Before doing so, it is necessary to download the genomics_general reporitory.
#download package
wget https://github.com/simonhmartin/genomics_general/archive/v0.4.tar.gz
#extract files from zipped archive
tar -xzf v0.4.tar.gz
#delete zipped file
rm v0.4.tar.gz
To ensure that the libraries are recognisable by python, add the `genomics_general' directory to the Python path
export PYTHONPATH=$PYTHONPATH:genomics_general-0.4
Then, convert the VCF to .geno format for downstream analysis. Here we add a filter to retain only genotypes suppoted by a read depth of 8.
python genomics_general-0.4/VCF_processing/parseVCF.py \
-i mydata.vcf.gz --skipIndels --gtf flag=DP min=8 -o mydata.geno.gz
Now we can compute the SFS. This command has two parts. We first run freq.py to compute allele frequencies at each site in each population. This requires that you also provide a populations file, that gives all samples names in the first column and the population they belong to in the second column (you can use any names for your populations). While it is possibel to compute the derived allele frequency, or the minor allele frequency, here we will not request either of these, so instead it will just return the counts for all four bases at each site in each population.
python genomics_general-0.4/freq.py --threads 6 -g mydata.geno.gz \
-p P1 -p P2 -p P3 -p OG --popsFile populations.txt | gzip > mydata.basecounts.tsv.gz
Next we run sfs.py, which produces one or more SFS files. By including the --outgroup OG flag, we are telling it to use the outgroup population ("OG") to polarise allele frequencies for the ingroups. We then tell it to output just one 3D SFS, representing populations P1, P2 and P3. We also specify that it should subsample the data down to 10 haplotypes for P1 and P2 and 2 for P3. This is useful if you have larger sample sizes but lots of missing data. At each site, the script will try to use the available data to make up the number of genomes required. Note that your SFS must have the same number of samples for P1 and P2.

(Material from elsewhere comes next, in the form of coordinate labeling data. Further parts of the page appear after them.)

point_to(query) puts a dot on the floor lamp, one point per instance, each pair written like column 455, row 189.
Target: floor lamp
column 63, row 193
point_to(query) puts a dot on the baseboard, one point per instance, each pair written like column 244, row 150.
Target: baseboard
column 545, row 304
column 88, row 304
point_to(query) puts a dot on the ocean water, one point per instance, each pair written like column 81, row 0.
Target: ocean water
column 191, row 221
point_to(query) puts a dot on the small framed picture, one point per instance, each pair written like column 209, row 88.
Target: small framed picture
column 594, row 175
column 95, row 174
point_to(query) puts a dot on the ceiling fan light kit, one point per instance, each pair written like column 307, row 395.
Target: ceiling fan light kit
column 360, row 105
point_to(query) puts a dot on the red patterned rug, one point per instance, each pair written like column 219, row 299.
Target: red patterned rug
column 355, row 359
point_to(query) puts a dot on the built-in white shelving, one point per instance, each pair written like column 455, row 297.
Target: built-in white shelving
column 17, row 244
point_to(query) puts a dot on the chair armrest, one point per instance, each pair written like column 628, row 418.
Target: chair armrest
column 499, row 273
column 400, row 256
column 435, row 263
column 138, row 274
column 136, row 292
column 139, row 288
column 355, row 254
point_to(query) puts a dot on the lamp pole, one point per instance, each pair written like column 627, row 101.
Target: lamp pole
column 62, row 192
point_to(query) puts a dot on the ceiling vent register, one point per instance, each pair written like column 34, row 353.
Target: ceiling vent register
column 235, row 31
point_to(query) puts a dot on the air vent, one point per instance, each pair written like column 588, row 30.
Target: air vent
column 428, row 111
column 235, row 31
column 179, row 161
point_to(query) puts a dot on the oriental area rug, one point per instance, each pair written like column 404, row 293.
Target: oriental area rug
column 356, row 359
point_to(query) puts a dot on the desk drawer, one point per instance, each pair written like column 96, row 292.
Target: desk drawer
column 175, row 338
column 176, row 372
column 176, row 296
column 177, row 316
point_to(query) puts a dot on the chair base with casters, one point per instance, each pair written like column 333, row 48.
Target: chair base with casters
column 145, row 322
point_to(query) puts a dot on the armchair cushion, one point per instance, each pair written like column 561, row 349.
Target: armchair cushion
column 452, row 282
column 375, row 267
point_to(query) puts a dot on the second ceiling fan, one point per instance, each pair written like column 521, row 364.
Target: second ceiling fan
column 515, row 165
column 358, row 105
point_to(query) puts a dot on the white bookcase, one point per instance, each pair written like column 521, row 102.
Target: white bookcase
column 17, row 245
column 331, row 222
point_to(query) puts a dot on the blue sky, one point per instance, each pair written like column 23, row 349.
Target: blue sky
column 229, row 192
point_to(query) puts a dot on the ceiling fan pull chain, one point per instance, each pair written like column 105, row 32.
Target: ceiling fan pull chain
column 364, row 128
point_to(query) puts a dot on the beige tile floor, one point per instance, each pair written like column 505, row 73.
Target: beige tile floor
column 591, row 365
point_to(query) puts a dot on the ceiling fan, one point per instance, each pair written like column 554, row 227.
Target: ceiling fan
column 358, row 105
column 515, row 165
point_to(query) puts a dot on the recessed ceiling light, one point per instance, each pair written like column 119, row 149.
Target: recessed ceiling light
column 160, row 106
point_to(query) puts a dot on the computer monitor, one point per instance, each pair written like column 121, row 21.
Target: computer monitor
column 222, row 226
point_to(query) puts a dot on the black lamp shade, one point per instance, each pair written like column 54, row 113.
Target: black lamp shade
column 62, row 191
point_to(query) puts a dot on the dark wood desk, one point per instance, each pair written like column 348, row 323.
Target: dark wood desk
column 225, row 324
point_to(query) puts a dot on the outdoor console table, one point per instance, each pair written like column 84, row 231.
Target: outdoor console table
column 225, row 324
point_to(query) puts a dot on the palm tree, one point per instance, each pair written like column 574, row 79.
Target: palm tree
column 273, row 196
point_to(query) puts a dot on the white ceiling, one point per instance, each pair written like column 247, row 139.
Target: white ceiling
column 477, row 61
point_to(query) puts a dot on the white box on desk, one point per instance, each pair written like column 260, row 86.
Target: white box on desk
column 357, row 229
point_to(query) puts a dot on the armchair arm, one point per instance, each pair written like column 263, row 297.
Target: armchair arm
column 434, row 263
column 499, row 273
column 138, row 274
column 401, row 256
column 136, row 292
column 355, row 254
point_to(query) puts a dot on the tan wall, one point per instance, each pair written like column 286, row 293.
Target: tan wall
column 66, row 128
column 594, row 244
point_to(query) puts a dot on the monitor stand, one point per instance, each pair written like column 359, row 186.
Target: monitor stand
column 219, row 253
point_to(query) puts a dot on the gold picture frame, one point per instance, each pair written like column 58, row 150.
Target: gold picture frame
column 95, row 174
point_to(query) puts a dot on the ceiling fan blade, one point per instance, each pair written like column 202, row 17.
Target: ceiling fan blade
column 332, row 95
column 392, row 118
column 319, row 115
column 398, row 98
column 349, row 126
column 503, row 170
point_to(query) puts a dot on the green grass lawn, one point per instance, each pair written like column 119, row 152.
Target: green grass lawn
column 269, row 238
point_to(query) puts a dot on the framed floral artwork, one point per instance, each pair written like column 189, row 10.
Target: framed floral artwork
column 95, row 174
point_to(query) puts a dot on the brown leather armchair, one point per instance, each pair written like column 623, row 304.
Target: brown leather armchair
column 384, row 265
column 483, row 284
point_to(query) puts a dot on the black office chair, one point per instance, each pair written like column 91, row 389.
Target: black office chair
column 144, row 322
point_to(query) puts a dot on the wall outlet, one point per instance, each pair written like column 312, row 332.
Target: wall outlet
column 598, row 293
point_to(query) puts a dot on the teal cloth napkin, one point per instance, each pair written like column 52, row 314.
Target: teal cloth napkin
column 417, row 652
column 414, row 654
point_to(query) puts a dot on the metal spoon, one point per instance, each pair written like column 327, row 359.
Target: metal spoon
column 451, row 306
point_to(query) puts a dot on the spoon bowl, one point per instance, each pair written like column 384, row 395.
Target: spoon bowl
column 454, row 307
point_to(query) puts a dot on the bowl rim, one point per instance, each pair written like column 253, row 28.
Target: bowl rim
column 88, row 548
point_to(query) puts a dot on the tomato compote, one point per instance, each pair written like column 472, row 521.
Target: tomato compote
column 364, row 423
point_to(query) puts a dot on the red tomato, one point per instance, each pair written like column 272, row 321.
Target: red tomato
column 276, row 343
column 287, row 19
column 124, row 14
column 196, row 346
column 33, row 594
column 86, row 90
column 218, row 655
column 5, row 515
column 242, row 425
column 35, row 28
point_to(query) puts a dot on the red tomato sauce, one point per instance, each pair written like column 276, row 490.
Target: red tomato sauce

python genomics_general-0.4/sfs.py -i mydata.basecounts.tsv.gz --inputType baseCounts \
--outgroup OG --FSpops P1 P2 P3 --subsample 10 10 2 --pref mydata. --suff .subsample10.sfs
For ease of use, it is also possible to pipe the output of freq.py directly to sfs.py (in which case you should not include the -i option).
The resulting SFS can be loaded into the script plot_DFS_from_SFS.R. Be sure to set the number of (haploid) samples correctly.